Friday, 2 January 2015

What will this year's property trends be in Canterbury?



I had an interesting chat with a landlord who uses another letting agent in the town, after he popped into our offices for a coffee whilst his wife was doing some last minute Christmas shopping. We got taking about the Canterbury market and thought other landlords might be interested.

You see, property values didn’t stop dropping in Canterbury until June 2012, so after a strong run over the last 30 months, the ever upward drive of house price rises has started to turn with increases now at an almost standstill for the first time since the start of 2013. Now it could be said this easing of the housing market in Canterbury can be attributed partly to the time of year (last year property values in Canterbury dropped by 0.1% in November but recovered by 1% in February 2014), it is obvious that estate agents in Canterbury are wary about the direction of the market as a result of the not as strong demand and fewer house sales.

With the uncertainty of a possible interest rate rise, new mortgage rules, a general election on the horizon and recent warnings of a house price bubble. Although the main indicators suggest that buyers will start to gain the upper hand, especially with the new stamp duty rules announced recently by George Osborne. However, there are many homeowners who don’t need to sell and won’t bother unless it’s economically beneficial to do so, but most homeowners are homebuyers, so what they lose with one they gain with another.

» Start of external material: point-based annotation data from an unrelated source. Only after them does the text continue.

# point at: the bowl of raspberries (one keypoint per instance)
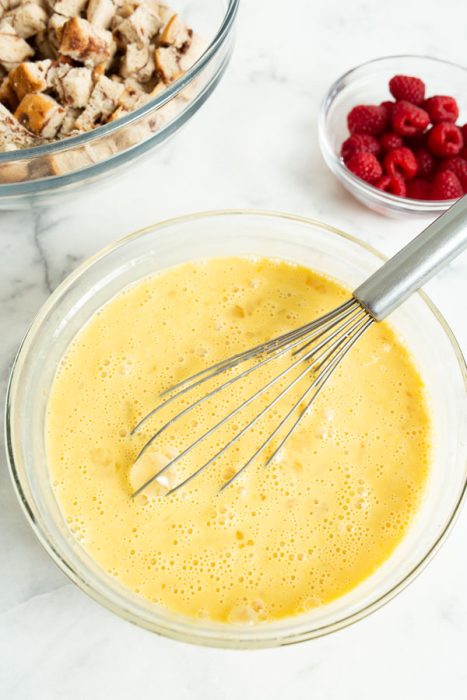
(394, 132)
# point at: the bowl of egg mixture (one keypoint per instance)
(342, 518)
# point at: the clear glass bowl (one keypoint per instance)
(368, 84)
(232, 233)
(28, 176)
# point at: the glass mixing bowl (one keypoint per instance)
(27, 175)
(218, 234)
(368, 84)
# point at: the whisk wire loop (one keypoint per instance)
(336, 332)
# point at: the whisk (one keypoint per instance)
(315, 349)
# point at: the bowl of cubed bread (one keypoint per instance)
(88, 86)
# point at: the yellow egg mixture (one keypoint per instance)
(281, 539)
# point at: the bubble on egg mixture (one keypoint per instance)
(282, 539)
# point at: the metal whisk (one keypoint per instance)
(317, 348)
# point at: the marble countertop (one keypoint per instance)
(254, 144)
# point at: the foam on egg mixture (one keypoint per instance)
(282, 539)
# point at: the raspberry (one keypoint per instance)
(441, 108)
(388, 107)
(366, 166)
(394, 184)
(418, 188)
(445, 185)
(458, 166)
(404, 87)
(408, 120)
(401, 161)
(390, 140)
(426, 162)
(445, 139)
(359, 143)
(367, 119)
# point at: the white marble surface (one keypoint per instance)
(254, 144)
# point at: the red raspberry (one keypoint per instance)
(426, 162)
(445, 140)
(418, 188)
(359, 143)
(367, 119)
(390, 140)
(441, 108)
(408, 120)
(415, 142)
(458, 166)
(401, 161)
(366, 166)
(394, 184)
(388, 107)
(445, 185)
(404, 87)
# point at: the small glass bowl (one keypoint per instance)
(205, 235)
(368, 84)
(37, 175)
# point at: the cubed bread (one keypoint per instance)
(167, 63)
(40, 114)
(72, 85)
(55, 28)
(103, 101)
(13, 49)
(68, 8)
(30, 77)
(8, 96)
(100, 12)
(12, 134)
(28, 19)
(84, 43)
(138, 28)
(175, 33)
(68, 123)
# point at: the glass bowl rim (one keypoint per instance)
(158, 101)
(189, 633)
(393, 201)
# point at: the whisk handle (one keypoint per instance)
(416, 263)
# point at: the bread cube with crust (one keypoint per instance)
(12, 134)
(100, 12)
(8, 96)
(40, 114)
(13, 48)
(55, 28)
(73, 85)
(103, 101)
(167, 63)
(138, 28)
(86, 44)
(175, 33)
(28, 19)
(138, 62)
(30, 77)
(68, 8)
(68, 123)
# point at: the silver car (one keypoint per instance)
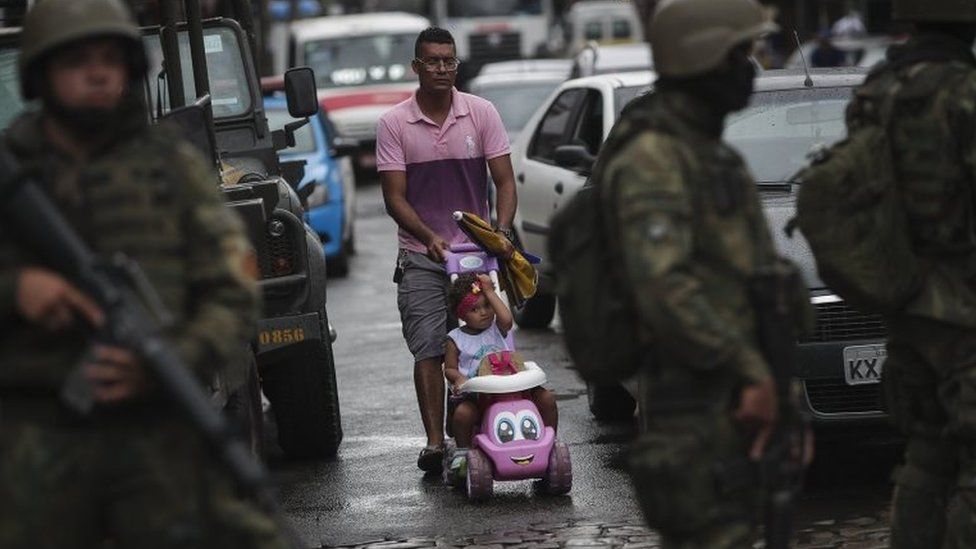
(840, 364)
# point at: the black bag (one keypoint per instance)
(599, 322)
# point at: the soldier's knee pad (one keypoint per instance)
(688, 480)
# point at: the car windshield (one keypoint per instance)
(361, 60)
(304, 136)
(420, 7)
(779, 129)
(229, 89)
(516, 102)
(622, 96)
(495, 8)
(11, 103)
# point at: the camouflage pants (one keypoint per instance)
(930, 385)
(694, 483)
(137, 484)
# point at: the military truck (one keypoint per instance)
(292, 359)
(209, 66)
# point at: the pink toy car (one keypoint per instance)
(512, 442)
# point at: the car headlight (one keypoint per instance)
(319, 196)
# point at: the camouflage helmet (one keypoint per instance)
(51, 24)
(690, 37)
(959, 11)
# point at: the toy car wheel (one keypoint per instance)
(559, 476)
(449, 479)
(479, 480)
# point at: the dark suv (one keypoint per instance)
(292, 360)
(293, 346)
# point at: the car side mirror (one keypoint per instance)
(344, 146)
(575, 157)
(300, 92)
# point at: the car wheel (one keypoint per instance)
(305, 400)
(537, 312)
(610, 402)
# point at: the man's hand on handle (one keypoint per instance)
(758, 408)
(437, 248)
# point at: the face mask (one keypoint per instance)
(95, 122)
(731, 89)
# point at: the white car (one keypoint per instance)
(579, 112)
(361, 64)
(840, 363)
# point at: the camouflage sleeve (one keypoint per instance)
(222, 296)
(962, 115)
(654, 209)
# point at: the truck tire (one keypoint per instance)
(610, 402)
(305, 401)
(537, 312)
(244, 410)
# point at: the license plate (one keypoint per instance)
(863, 363)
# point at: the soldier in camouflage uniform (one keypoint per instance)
(692, 232)
(930, 374)
(130, 472)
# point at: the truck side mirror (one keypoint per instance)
(300, 92)
(195, 126)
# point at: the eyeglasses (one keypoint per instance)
(432, 65)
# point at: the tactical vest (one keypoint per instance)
(933, 181)
(144, 221)
(731, 241)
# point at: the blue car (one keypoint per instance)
(330, 207)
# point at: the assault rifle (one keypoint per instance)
(135, 317)
(773, 292)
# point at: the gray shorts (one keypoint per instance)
(422, 300)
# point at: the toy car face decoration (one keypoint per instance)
(515, 438)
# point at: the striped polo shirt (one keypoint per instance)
(445, 165)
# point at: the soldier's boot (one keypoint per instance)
(922, 487)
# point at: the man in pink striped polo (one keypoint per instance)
(431, 152)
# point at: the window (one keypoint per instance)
(621, 29)
(589, 127)
(229, 88)
(493, 8)
(552, 129)
(11, 102)
(623, 96)
(514, 102)
(593, 30)
(361, 60)
(779, 129)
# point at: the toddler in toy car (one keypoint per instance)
(480, 347)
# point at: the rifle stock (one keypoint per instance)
(782, 468)
(134, 318)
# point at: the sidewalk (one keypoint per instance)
(857, 533)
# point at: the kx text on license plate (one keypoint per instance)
(863, 363)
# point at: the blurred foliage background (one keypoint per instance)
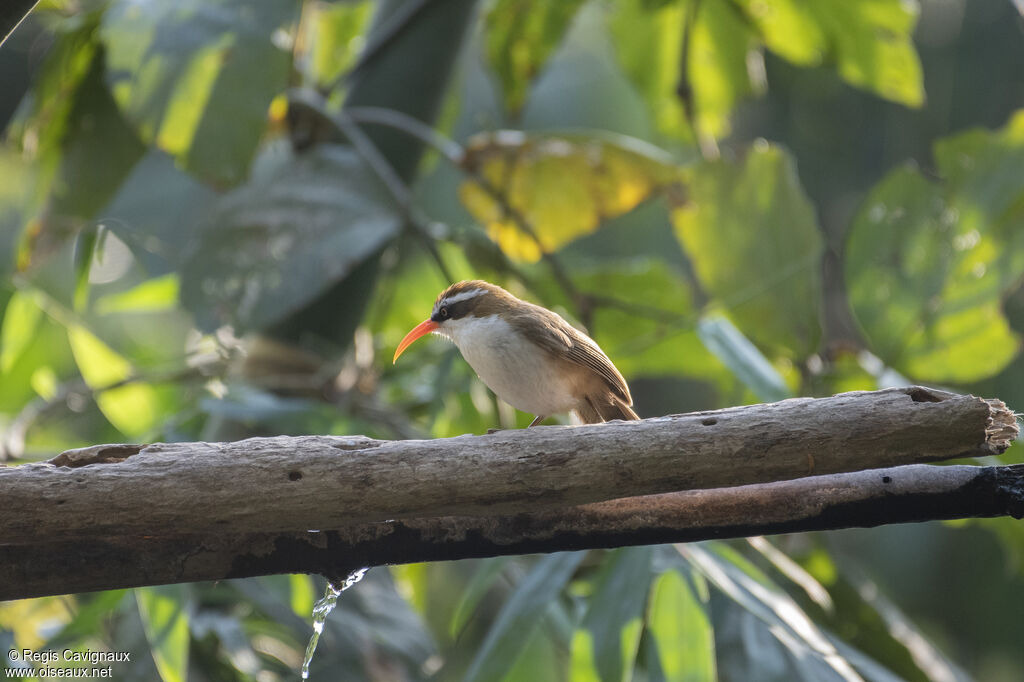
(218, 217)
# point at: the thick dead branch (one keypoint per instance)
(292, 484)
(897, 495)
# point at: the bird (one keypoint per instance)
(527, 355)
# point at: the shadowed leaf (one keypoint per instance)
(275, 244)
(562, 185)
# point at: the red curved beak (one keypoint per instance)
(424, 328)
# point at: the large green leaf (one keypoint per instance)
(928, 264)
(610, 629)
(521, 613)
(753, 238)
(788, 624)
(197, 77)
(649, 41)
(158, 211)
(278, 243)
(680, 626)
(562, 186)
(331, 37)
(165, 613)
(748, 364)
(520, 36)
(869, 43)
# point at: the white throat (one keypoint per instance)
(513, 367)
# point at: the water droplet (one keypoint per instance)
(322, 609)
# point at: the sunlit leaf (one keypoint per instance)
(197, 77)
(278, 243)
(652, 330)
(751, 232)
(332, 37)
(871, 45)
(44, 382)
(614, 609)
(486, 572)
(562, 186)
(681, 627)
(520, 36)
(928, 264)
(728, 344)
(151, 296)
(133, 408)
(164, 610)
(788, 624)
(158, 211)
(19, 321)
(75, 186)
(303, 594)
(521, 613)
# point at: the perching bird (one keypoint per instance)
(527, 355)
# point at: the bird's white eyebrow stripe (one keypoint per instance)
(461, 296)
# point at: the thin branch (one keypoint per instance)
(456, 154)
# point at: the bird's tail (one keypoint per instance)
(602, 410)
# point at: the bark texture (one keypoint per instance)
(308, 482)
(863, 499)
(125, 515)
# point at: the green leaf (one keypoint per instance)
(869, 43)
(649, 42)
(521, 613)
(19, 322)
(786, 622)
(157, 211)
(331, 33)
(486, 572)
(151, 296)
(562, 185)
(614, 609)
(872, 47)
(164, 610)
(729, 345)
(680, 625)
(133, 408)
(928, 265)
(197, 77)
(653, 332)
(520, 36)
(751, 233)
(89, 616)
(276, 244)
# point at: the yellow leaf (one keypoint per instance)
(561, 186)
(132, 408)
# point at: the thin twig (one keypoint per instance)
(380, 39)
(684, 88)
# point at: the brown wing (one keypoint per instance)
(549, 331)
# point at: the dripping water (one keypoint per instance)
(322, 609)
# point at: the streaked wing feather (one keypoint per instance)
(559, 337)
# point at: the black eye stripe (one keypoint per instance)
(451, 311)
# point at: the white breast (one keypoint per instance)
(513, 368)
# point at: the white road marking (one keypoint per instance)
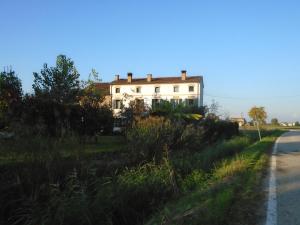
(272, 202)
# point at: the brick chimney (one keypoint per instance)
(149, 77)
(129, 77)
(183, 74)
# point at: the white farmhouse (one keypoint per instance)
(182, 89)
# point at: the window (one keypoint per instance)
(176, 88)
(155, 103)
(190, 102)
(176, 101)
(118, 104)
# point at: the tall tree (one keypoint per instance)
(258, 114)
(10, 95)
(60, 83)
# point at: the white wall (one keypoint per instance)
(128, 93)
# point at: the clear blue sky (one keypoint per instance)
(247, 51)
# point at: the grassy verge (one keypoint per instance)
(41, 148)
(229, 194)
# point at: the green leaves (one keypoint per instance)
(60, 83)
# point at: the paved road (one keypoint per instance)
(287, 176)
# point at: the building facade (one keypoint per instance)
(182, 89)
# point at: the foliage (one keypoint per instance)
(10, 97)
(55, 119)
(258, 114)
(227, 195)
(60, 83)
(274, 122)
(91, 94)
(148, 137)
(217, 129)
(178, 111)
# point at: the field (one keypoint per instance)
(97, 181)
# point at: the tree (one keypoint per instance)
(10, 96)
(258, 114)
(274, 122)
(60, 83)
(93, 92)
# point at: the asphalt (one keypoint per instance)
(287, 175)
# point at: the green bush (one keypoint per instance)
(148, 137)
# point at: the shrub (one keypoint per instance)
(215, 130)
(148, 137)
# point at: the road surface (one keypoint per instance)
(284, 205)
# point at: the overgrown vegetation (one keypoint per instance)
(175, 164)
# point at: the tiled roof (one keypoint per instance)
(104, 86)
(160, 80)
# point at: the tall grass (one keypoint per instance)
(228, 195)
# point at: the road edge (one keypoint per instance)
(271, 218)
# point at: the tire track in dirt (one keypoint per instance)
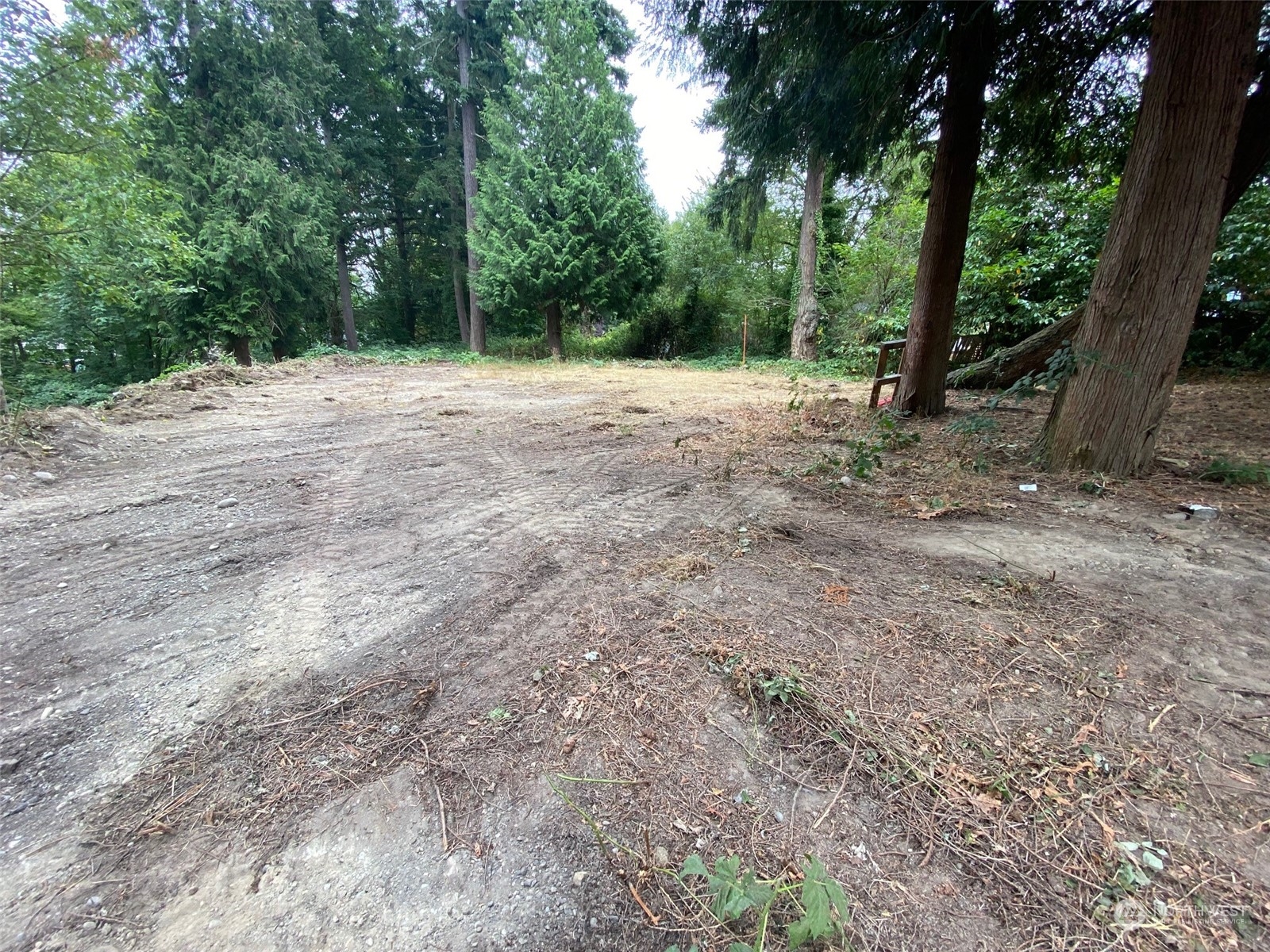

This is all good news for landlords looking to buy rental property with the changes in stamp duty and later in 2015, the new rules regarding pensions, where you will be able to take money out of your pension pot to invest in property. However, at the same time, I would say don’t just buy any old property in Canterbury. First time landlords need to be cautious. The doubling of house prices every seven to ten years which has taken place since WW2 doesn’t seem to have been seen since the mid 2000’s. The property market is shifting with more properties being built and restrictions put on mortgage lending, the likelihood of the property market increasing at the same levels as the past are questionable. But investing in property is also about receiving the rent.

On the one hand going for high yielding Canterbury property to rent out seems an obvious choice, but high yielding property often doesn’t go up in value that well and in some circumstances doesn’t keep up with inflation, meaning in real terms you have a depreciating asset (I spoke about this a few months ago in ‘The Canterbury Property Blog’ when comparing the Thanington Estate to South Canterbury, where property values in Thanington Estate had only risen by 41.3% in last 13 years yet the property values in the South Canterbury housing market had risen by 84.3%!).
So surely you should pick a property that has great capital growth then, because of the obvious potential to generate long term capital profit, especially with inflation eating away at our savings. However, rental yields on high capital growth properties (in areas such as Chestfield in Whitstable, the Rough Common area and the Old and New Dover Roads) tend to be low meaning if you are taking a high percentage mortgage, the rent doesn’t pay the mortgage payments.
These are the sort decisions as a Canterbury landlord investor you need to take.